Pekerja Menolak Penetapan UMP Lewat Inpres
Utama

Pekerja Menolak Penetapan UMP Lewat Inpres

Bakal bertabrakan dengan UU Ketenagakerjaan.

Oleh:
ADY
Bacaan 2 Menit
Logo KSPI.
Logo KSPI.

Serikat pekerja menolak rencana pemerintah menetapkan upah minimum lewat instruksi presiden (inpres). Menurut Presiden KSPI, Said Iqbal, hal itu terlihat dari pernyataan beberapa menteri yang menyatakan akan membuat inpres tentang upah pekerja sebagai salah satu stimulus mengatasi menurunnya nilai rupiah.

Iqbal menjelaskan kecemasannya itu berangkat dari anasir bahwa ada menteri dan “pengusaha hitam” yang menyarankan Presiden SBY untuk menerbitkan Inpres tersebut. Mengacu pidato Presiden SBY beberapa waktu lalu di gedung DPR yang berkomitmen menghapus upah murah, maka diperlukan kebijakan yang selaras untuk mengimplementasikan hal tersebut. Oleh karenanya, alih-alih meniadakan upah murah, Inpres pengupahan yang direncanakan untuk diterbitkan dikhawatirkan berisi ketentuan yang makin melanggengkan praktik upah murah.

Bagi Iqbal, jika inpres pengupahan itu menelurkan ketentuan yang melemahkan upah kaum pekerja maka tingkat konsumsi domestik bakal turun. Ujungnya, pertumbuhan ekonomi Indonesia berpotensi berjalan lambat. Selain itu penetapan upah minimum lewat Inpres bertentangan dengan UU Ketenagakerjaan dan Permenakertrans No.13 tahun 2012 tentang Komponen dan Pelaksanaan Tahapan Pencapaian Kebutuhan Hidup Layak (KHL).
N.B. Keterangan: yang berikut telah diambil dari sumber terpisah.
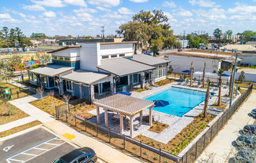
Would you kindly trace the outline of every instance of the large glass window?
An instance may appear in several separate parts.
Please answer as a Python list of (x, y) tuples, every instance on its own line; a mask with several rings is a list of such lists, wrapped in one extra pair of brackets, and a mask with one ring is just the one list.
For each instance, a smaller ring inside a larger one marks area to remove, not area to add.
[(133, 84), (136, 84), (139, 81), (138, 81), (138, 75), (137, 74), (133, 74)]

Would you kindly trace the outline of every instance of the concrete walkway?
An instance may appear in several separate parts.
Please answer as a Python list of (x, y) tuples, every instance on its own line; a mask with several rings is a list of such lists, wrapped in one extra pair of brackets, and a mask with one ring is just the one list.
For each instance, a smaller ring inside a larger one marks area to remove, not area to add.
[[(217, 135), (211, 143), (203, 152), (196, 162), (229, 162), (234, 157), (236, 149), (232, 143), (240, 136), (239, 131), (246, 125), (254, 124), (254, 119), (248, 115), (251, 110), (256, 107), (256, 91), (241, 106), (236, 113), (228, 121), (227, 125)], [(205, 161), (208, 160), (208, 161)], [(209, 161), (210, 160), (210, 161)]]
[(122, 162), (122, 163), (138, 163), (139, 160), (123, 154), (121, 151), (108, 146), (90, 136), (82, 134), (64, 123), (55, 120), (50, 114), (29, 103), (31, 101), (40, 99), (40, 96), (34, 95), (22, 99), (15, 100), (9, 103), (24, 111), (35, 119), (42, 122), (50, 130), (62, 136), (65, 133), (75, 136), (71, 142), (80, 145), (80, 147), (89, 147), (93, 148), (97, 156), (106, 162)]
[(34, 121), (36, 119), (34, 118), (33, 117), (29, 116), (29, 117), (26, 117), (26, 118), (21, 118), (21, 119), (18, 119), (18, 120), (14, 121), (11, 121), (9, 123), (6, 123), (5, 125), (0, 125), (0, 132), (9, 130), (9, 129), (11, 129), (15, 128), (15, 127), (18, 127), (20, 125), (25, 125), (27, 123), (30, 123), (30, 122)]

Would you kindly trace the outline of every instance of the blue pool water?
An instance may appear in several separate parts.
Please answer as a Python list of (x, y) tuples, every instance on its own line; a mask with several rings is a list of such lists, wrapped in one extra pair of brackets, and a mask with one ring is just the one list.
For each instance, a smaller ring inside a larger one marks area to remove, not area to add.
[[(153, 107), (154, 110), (159, 110), (165, 114), (174, 114), (181, 117), (190, 110), (204, 101), (205, 92), (200, 91), (193, 91), (190, 89), (171, 87), (165, 91), (160, 92), (151, 96), (145, 98), (149, 101), (166, 100), (170, 103), (164, 107)], [(171, 111), (170, 113), (170, 110)]]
Sebab, dalam regulasi itu penetapan upah minimum diputuskan oleh Gubernur.

“Pekerja di Indonesia menolak dengan keras dikeluarkannya Inpres tersebut dan akan mempercepat digelarnya aksi massa di berbagai kota jika Inpres tersebut diterbitkan dan kebijakan upah murah dikedepankan hanya karena alasan pelemahan nilai rupiah,” kata Iqbal kepada hukumonline lewat pesan singkat Selasa, (27/8).

Sejalan dengan itu Iqbal mengatakan kaum pekerja akan menjawab Inpres tersebut dengan menggelar aksi besar-besaran pada 31 Agustus 2013 di Bekasi melibatkan 20 ribu pekerja. Dilanjutkan demonstrasi 5 ribu pekerja yang tergabung dalam Forum Buruh DKI pada 3 September 2013 dan daerah lainnya yang melibatkan puluhan ribu pekerja. Puncaknya, 4 juta pekerja mogok kerja nasional Oktober-September 2013. “Aksi ini tetap memperjuangkan kenaikan upah minimum 50 persen,” tegasnya.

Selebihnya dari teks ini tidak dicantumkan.